Clarify conflicting guidance around how long to back off when being throttled

Question

Clarify conflicting guidance around how long to back off when being throttled

Closed this issue 5 years ago · 8 comments

Category

Question
Typo
Bug
Additional article idea

There are a few official sources that provide advice on how to handle throttling (i.e., HTTP 429 responses) from SharePoint Online:

Avoid getting throttled or blocked in SharePoint Online shows some code snippets that suggest using an exponential backoff with a base delay of 30 seconds.

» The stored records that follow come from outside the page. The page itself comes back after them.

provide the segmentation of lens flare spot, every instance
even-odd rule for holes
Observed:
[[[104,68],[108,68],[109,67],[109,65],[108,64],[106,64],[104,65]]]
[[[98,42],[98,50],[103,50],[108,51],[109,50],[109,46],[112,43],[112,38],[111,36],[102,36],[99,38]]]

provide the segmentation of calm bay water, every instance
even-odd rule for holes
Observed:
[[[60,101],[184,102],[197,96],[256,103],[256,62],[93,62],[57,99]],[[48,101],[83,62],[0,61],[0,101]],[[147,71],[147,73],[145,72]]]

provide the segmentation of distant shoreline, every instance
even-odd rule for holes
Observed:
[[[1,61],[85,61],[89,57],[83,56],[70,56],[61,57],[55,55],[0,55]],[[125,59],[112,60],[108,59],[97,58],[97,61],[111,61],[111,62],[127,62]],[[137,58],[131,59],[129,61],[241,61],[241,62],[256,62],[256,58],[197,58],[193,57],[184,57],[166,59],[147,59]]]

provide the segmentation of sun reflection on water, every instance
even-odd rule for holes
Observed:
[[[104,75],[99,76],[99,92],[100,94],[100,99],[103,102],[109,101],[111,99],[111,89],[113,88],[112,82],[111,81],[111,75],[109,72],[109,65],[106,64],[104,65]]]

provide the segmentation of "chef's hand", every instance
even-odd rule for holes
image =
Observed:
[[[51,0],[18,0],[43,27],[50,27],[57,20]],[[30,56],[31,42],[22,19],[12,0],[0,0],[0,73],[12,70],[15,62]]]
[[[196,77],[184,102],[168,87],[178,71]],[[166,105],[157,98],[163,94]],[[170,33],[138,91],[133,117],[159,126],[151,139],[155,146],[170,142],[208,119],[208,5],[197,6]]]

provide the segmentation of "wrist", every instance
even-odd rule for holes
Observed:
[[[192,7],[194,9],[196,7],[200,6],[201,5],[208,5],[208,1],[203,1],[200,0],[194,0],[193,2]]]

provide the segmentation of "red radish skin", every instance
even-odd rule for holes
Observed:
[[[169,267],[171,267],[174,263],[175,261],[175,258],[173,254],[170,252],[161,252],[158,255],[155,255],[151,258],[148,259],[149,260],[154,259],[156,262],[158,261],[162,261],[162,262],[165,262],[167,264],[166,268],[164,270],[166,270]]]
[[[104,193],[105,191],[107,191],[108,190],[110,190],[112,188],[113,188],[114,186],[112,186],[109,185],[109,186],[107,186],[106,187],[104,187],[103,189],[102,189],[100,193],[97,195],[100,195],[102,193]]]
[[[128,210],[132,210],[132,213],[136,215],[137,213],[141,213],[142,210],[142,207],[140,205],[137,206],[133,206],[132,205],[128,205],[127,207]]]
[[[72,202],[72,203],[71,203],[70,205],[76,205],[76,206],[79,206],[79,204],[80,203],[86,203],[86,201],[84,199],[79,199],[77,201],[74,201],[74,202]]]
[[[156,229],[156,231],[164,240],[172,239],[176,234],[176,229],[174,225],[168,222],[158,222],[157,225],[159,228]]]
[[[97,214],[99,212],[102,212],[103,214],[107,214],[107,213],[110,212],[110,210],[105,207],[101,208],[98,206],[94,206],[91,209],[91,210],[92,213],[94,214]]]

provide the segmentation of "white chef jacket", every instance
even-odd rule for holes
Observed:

This is in contrast to Updated Guidance around SharePoint Web Service Identification and Throttling which suggests "the correct behavior is to respect the 429 response and retry the request based on the retry-value in the 429 message." To date, we've seen that the Retry-After value in the 429 responses coming from SharePoint is always 120.

The key questions are

Should we use the Retry-After value or a hard-coded value? I'm guessing the Retry-After value would be preferable, as it allows SPO to alter the backoff period appropriately as the throttling limits change.
If we use Retry-After, should we still use an exponential backoff for continued failures, or just always use whatever value was supplied in the Retry-After header?
Our application is scaled out across many threads/machines, all of which may be concurrently calling SharePoint Online via the CSOM. If we receive a 429 response on one thread, should we try to stop all other threads from calling SPO for the specified period as well?

As an aside, The SharePoint Online Throttling Core Sample suggests the same as above, but has an inconsistent comment - the code says 30 seconds, but the comment says 10 seconds. I presume this is a typo and it's meant to be 30.

Thanks :)

(copied from SharePoint/PnP-Guidance#193)

Answer 1 · 2018-03-12T11:08:48.000Z

+1 for clearer guidance on if the retry-after header should be respected. Personally I think it should be and the PnP code samples and guidance articles need updating to reflect this, unless there is a compelling reason not to in which case this reason needs to be stated on the guidance docs.

@ahofman about point 3, I would definitely recommend stopping all processing for a tenant across all threads. I work on an application that can be deployed to multiple sites in a SharePoint tenant and receives various event notifications which are placed onto a queue for processing. We process several messages at once and we use the async/await pattern which can result in several concurrent calls per message. Because of this when we received a throttle response I found that the recommended guidance did not provide a suitable back-off mechanism for this scenario. Due to the back-off not being coordinated across threads/messages there was effectively no back-off.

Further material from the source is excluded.